Berman RM, Cappiello A, Anand A, Oren DA, Heninger GR, Charney DS, Krystal JH. Antidepressant effects of ketamine in depressed patients. Biological Psychiatry. 2000;47(4):351-4.

 Coyle CM, Laws KR. The use of ketamine as an antidepressant: A systematic review and meta-analysis. Human Psychopharmacology: Clinical & Experimental. 2015;30(3):152-63.

 Fond G, Loundou A, Rabu C, Macgregor A, Lançon C, Brittner M, Micoulaud-Franchi J, Richieri R, Courtet P, Abbar M, Roger M, Leboyer M, Boyer L. Ketamine administration in depressive disorders: A systematic review and meta-analysis. Psychopharmacology. 2014;231(18):3663-76.

 Serafini G, H. Howland R, Rovedi F, Girardi P, Amore M. The role of ketamine in treatment-resistant depression: A systematic review. Current Neuropharmacology. 2014;12(5):444-61.

 Romeo B, Choucha W, Fossati P, Rotge J. Meta-analysis of short- and mid-term efficacy of ketamine in unipolar and bipolar depression. Psychiatry Research. 2015;230(2):682-8.
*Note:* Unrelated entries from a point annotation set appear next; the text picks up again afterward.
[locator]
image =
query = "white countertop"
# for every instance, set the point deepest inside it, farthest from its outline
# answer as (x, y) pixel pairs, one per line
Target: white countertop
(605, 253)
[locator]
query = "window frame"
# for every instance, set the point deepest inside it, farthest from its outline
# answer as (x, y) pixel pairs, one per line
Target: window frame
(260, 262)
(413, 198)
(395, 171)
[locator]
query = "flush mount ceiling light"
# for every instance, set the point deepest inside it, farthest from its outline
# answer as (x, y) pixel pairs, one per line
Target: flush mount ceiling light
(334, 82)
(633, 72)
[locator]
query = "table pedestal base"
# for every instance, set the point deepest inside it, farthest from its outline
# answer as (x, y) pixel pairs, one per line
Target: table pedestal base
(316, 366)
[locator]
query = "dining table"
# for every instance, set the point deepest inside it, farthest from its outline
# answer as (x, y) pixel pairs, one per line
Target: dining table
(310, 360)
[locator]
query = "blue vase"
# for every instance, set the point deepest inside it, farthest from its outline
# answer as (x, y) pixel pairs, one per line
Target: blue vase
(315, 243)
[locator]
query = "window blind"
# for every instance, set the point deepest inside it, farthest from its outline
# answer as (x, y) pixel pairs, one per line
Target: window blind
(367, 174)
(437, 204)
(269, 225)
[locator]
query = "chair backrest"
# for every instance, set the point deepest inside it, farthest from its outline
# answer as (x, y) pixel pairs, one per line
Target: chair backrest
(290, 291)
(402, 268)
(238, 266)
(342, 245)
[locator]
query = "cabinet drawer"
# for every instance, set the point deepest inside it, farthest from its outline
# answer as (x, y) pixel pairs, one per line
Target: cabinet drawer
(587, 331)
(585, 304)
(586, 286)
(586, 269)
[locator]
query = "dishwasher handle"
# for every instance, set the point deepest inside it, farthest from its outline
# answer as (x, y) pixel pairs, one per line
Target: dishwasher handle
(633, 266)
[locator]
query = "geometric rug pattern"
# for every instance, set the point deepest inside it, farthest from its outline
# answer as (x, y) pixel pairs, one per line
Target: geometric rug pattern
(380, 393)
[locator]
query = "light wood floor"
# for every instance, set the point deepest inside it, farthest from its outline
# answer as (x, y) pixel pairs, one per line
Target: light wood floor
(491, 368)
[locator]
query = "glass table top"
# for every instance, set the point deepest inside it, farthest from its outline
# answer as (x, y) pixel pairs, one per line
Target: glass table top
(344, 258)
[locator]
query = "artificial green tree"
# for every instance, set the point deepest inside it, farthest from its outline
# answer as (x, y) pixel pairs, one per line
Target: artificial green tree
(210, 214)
 Xu Y, Hackett M, Carter G, Loo C, Galvez V, Glozier N, Glue P, Lapidus K, McGirr A, Somogyi AA, Mitchell PB, Rodgers A. Effects of low-dose and very low-dose ketamine among patients with major depression: A systematic review and meta-analysis. The International Journal of Neuropsychopharmacology. 2016;19(4):pyv124.

 Kishimoto T, Chawla JM, Hagi K, Zarate CA, Kane JM, Bauer M, Correll CU. Single-dose infusion ketamine and non-ketamine N-methyl-d-aspartate receptor antagonists for unipolar and bipolar depression: A meta-analysis of efficacy, safety and time trajectories. Psychological Medicine. 2016;46(7):1459-72


Treatment Resistant Depression (TRD) is a challenging presentation within psychiatry and occurs in approximately 15% of patients with depression (1). These patients do not achieve remission of symptoms despite multiple trials of pharmacotherapy, psychotherapy, and neurostimulation treatments such as ECT. The finding that ketamine results in a rapid antidepressant effect in some patients with TRD is promising (2-7). Although the response has been shown to be robust, the duration of effect is unfortunately short-lived (8). Few reports have looked at maintaining the antidepressant effects of ketamine for a more sustained time period. At the Misericordia Community Hospital, select patients who have shown a good clinical response to acute treatment with intravenous (IV) ketamine have been offered to continue with maintenance treatment with IV ketamine. While some patients have had a positive clinical response to maintenance IV ketamine, this treatment remains very resource-intensive as it must be done in a hospital setting. To ease this burden on both the patient and the hospital resources, some psychiatrists have elected to offer maintenance intranasal (IN) ketamine, which the patient can self administer at home. The case series will review 16 patients with TRD who have received maintenance IN ketamine in the 2017 year.